Après de tels assauts, le récit de Tierce en Taille adopte un caractère aussi orant qu’éloquent. Sa première partie évolue de la tonique à la dominante mineure (la) dans un climat assez lourd pour connaître un nouvel éclairage en fa majeur qu’accompagne un immense trait en gammes puisant sa source dans l’abîme pour s’élever vers le ciel (tel un envol de l’âme sauvée par la rédemption). La modulation qui s’opère (mesure 29 avec son mi bémol frémissant et ce qui suit mes. 31,32,33 !) crée un durable émerveillement, entretenu par la façon dont Emmanuel Arakélian déclame véritablement cette oraison d’une incroyable facture.
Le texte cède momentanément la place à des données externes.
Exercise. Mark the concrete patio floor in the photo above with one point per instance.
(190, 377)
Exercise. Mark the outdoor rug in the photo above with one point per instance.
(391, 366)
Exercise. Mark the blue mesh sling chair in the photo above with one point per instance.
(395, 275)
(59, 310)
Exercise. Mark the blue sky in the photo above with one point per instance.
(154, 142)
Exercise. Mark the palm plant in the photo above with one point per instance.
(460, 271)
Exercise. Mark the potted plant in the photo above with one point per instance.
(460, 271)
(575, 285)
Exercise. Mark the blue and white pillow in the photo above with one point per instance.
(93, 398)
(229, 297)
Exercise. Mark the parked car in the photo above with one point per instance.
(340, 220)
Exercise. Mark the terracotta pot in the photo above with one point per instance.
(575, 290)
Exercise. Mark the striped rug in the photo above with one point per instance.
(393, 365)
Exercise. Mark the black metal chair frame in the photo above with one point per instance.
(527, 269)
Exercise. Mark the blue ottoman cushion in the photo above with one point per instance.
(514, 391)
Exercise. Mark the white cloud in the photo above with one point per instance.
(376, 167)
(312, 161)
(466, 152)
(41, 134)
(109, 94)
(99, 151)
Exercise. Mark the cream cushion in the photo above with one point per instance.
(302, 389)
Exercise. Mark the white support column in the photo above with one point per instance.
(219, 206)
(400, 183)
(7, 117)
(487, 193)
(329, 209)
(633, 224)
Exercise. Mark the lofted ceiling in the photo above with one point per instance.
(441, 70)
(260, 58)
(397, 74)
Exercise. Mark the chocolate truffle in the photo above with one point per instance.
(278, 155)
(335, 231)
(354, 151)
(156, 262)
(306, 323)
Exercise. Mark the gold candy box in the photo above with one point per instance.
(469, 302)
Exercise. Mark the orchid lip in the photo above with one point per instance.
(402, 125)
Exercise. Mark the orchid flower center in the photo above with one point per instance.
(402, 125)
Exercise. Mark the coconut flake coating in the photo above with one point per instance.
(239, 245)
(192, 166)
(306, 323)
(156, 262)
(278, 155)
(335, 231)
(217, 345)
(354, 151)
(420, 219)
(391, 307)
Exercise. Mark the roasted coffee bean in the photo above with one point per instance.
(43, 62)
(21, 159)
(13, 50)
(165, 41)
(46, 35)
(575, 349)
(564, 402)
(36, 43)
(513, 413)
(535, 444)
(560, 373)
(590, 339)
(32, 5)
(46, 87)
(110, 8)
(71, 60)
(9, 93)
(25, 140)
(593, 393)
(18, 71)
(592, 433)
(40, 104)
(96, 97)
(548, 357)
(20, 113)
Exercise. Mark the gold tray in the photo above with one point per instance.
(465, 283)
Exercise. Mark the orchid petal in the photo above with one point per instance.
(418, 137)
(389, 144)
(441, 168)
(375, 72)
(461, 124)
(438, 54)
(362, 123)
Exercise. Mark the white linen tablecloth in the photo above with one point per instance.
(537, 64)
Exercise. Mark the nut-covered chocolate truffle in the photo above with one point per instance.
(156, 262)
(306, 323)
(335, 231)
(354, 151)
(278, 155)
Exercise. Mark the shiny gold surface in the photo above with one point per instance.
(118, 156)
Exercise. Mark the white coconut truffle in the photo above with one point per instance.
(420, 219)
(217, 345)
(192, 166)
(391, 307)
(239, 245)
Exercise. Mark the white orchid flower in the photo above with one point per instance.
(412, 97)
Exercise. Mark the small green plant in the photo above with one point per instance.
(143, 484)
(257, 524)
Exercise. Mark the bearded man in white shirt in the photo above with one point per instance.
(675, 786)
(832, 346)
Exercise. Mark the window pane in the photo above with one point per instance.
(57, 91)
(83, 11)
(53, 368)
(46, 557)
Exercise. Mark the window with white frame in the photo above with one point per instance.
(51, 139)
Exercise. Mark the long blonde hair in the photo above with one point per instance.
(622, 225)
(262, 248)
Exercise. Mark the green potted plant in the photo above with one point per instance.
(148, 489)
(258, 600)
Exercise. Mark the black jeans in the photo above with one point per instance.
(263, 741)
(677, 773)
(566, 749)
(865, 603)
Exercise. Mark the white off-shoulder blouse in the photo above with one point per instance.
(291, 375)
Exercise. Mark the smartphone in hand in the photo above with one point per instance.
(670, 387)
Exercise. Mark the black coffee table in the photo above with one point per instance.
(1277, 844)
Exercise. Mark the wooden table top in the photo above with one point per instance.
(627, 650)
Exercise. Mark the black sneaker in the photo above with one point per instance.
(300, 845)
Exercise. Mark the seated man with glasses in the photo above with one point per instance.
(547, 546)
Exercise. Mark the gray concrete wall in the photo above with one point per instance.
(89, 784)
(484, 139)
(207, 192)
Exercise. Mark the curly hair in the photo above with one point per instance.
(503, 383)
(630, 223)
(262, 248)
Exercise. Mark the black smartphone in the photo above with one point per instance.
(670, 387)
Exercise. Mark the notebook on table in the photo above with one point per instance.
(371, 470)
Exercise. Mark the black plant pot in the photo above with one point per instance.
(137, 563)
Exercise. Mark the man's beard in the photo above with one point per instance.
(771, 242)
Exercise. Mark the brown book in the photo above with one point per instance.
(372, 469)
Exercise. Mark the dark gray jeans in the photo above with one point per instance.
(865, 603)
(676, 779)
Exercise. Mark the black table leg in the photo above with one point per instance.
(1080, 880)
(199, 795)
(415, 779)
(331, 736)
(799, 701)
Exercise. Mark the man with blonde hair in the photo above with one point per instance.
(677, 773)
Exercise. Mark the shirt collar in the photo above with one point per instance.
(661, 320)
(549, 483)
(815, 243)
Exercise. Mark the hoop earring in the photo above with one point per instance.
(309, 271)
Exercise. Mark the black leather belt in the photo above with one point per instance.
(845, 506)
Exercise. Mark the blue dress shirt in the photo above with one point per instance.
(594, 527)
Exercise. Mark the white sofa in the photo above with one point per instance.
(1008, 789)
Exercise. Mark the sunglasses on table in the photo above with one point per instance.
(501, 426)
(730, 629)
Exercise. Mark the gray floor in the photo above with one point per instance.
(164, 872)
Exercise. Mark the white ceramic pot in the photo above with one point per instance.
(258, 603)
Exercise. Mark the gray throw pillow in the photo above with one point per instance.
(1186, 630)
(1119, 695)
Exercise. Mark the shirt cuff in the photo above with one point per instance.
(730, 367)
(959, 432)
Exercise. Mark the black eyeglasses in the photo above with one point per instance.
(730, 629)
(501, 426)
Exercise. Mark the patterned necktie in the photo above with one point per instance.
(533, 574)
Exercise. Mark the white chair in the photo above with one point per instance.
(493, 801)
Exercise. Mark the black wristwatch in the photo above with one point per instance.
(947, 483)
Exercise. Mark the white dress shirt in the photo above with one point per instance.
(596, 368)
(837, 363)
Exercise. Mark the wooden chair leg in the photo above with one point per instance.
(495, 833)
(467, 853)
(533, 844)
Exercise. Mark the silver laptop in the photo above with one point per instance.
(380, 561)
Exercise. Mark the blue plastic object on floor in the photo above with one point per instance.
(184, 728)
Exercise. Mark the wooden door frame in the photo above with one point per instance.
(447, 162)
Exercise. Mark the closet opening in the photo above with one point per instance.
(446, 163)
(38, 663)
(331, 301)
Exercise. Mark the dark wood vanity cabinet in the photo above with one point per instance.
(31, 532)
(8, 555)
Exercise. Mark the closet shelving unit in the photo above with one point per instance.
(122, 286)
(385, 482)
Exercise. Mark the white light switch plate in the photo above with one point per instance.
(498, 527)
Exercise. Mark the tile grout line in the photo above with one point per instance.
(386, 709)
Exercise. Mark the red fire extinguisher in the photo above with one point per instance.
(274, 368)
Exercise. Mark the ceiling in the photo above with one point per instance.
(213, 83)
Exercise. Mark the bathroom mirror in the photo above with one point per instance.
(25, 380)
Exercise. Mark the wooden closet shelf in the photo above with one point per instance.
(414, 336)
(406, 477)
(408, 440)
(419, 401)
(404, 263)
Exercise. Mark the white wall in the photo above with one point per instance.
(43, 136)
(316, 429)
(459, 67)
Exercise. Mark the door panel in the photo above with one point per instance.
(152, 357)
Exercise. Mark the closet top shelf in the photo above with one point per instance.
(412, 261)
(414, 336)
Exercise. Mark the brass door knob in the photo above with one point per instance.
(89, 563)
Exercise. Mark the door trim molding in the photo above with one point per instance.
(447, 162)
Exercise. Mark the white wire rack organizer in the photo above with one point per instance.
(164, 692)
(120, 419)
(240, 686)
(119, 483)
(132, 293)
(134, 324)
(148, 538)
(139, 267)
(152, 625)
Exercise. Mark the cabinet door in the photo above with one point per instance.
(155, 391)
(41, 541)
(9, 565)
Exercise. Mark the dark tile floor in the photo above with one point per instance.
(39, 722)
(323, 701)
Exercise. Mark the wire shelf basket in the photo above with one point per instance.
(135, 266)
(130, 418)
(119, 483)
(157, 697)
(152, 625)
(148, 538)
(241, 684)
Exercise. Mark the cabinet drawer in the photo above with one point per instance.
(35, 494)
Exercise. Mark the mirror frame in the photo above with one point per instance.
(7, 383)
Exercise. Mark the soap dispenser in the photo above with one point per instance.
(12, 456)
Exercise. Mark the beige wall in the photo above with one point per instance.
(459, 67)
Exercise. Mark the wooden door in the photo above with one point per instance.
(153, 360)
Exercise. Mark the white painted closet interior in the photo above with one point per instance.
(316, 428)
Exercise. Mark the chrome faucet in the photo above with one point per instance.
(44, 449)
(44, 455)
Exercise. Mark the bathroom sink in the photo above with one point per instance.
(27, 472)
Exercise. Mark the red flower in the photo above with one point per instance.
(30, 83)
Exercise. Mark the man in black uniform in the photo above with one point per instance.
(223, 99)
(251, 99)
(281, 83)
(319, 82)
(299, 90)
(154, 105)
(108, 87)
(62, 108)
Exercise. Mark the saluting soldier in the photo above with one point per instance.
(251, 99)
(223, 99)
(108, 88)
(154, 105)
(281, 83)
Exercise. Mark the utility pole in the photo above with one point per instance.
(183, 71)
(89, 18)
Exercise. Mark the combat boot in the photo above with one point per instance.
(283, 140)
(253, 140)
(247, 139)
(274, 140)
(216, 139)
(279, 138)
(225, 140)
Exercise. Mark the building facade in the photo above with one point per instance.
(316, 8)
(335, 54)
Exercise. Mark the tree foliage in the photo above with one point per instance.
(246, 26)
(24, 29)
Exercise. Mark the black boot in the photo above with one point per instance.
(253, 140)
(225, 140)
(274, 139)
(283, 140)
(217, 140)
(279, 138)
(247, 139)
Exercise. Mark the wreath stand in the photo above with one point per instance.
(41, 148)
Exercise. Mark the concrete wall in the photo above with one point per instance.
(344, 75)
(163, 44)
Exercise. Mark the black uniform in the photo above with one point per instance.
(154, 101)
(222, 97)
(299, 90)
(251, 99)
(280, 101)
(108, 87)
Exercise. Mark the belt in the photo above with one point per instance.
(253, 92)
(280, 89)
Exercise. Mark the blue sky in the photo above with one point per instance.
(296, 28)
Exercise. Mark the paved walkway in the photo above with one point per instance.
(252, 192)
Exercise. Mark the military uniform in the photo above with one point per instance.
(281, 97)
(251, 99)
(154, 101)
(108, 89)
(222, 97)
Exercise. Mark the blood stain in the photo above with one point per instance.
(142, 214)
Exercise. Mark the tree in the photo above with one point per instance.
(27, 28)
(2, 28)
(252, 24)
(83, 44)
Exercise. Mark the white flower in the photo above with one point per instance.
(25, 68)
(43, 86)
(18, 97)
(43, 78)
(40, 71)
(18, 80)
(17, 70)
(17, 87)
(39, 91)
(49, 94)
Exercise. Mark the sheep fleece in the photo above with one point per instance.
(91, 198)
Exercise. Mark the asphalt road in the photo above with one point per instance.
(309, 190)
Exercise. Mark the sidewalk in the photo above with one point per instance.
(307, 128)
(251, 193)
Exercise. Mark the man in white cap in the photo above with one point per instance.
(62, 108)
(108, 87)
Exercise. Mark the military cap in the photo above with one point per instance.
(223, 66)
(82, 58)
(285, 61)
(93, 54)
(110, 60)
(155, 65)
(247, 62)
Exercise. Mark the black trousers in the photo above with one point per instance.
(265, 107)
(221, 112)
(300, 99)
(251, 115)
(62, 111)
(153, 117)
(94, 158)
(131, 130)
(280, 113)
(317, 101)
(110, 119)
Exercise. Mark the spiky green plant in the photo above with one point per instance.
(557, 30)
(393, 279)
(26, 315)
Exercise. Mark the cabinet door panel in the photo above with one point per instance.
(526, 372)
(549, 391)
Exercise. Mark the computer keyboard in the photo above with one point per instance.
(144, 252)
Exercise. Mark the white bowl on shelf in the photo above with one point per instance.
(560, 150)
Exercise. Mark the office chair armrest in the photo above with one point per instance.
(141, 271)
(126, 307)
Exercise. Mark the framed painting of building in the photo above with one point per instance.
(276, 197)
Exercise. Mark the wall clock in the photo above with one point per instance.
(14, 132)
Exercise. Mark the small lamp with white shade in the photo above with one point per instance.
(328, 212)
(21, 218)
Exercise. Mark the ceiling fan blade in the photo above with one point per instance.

Le Récit prolonge par sa douceur cette atmosphère de prière sincère (qui semble en voie d’être exaucée par sa discrète allégresse de son passage à trois temps), mais cette fois, habitée d’un esprit solitaire quand le récit précédent accompagnait la supplique de l’église assemblée. Le Duo s’établit en trois sections pouvant faire songer à certaines pages des sonates de Couperin. Le début emprunte à la gavotte, quand le passage à 2 presse le mouvement non sans humour pour se briser sur une cadence rompue (mesure 39, Plus doucement et louré) saisissante, la basse alors descendant chromatiquement et amorçant quelques traits italianisants (accords brisés) avant de conclure avec une noblesse toute française. Le Fond d’orgue, malgré sa concision, frappe par son extrême profondeur. Marchand y déploie à nouveau sa science harmonique : septièmes, neuvièmes, tritons y abondent, nous troublant à chaque instant.

Le flamboyant Dialogue final constitue une sorte d’apothéose particulièrement spectaculaire. Son grave introductif est extrêmement tendu dans ses harmonies générant, par leurs retards, leurs chromatismes aux parties intermédiaires et quelques fausses relations, maint frissons. Son épisode central à trois temps, et allégeant la texture à un trio, rend hommage à Lully, puis prépare sa péroraison par de mémorables effets d’écho pour s’achever en quelques mesures larges par un rayonnant accord de ré majeur, comblant à nouveau l’auditeur.

Emmanuel Arakélian fait donc une entrée éblouissante avec ce premier album soliste. Aussi habile à l’orgue qu’au clavecin, il offre ici un portrait de Louis Marchand extraordinairement vivant qui nous convainc autant qu’il nous touche et nous invite à croire sur parole les propos de Titon du Tillet, qui déclarait dans son Parnasse Français (1732) : « Effectivement on peut dire qu’il a été le plus grand organiste qu’il y ait jamais eu pour le toucher, et que ses mains ont toujours fourni à tout ce que son beau génie produisait ».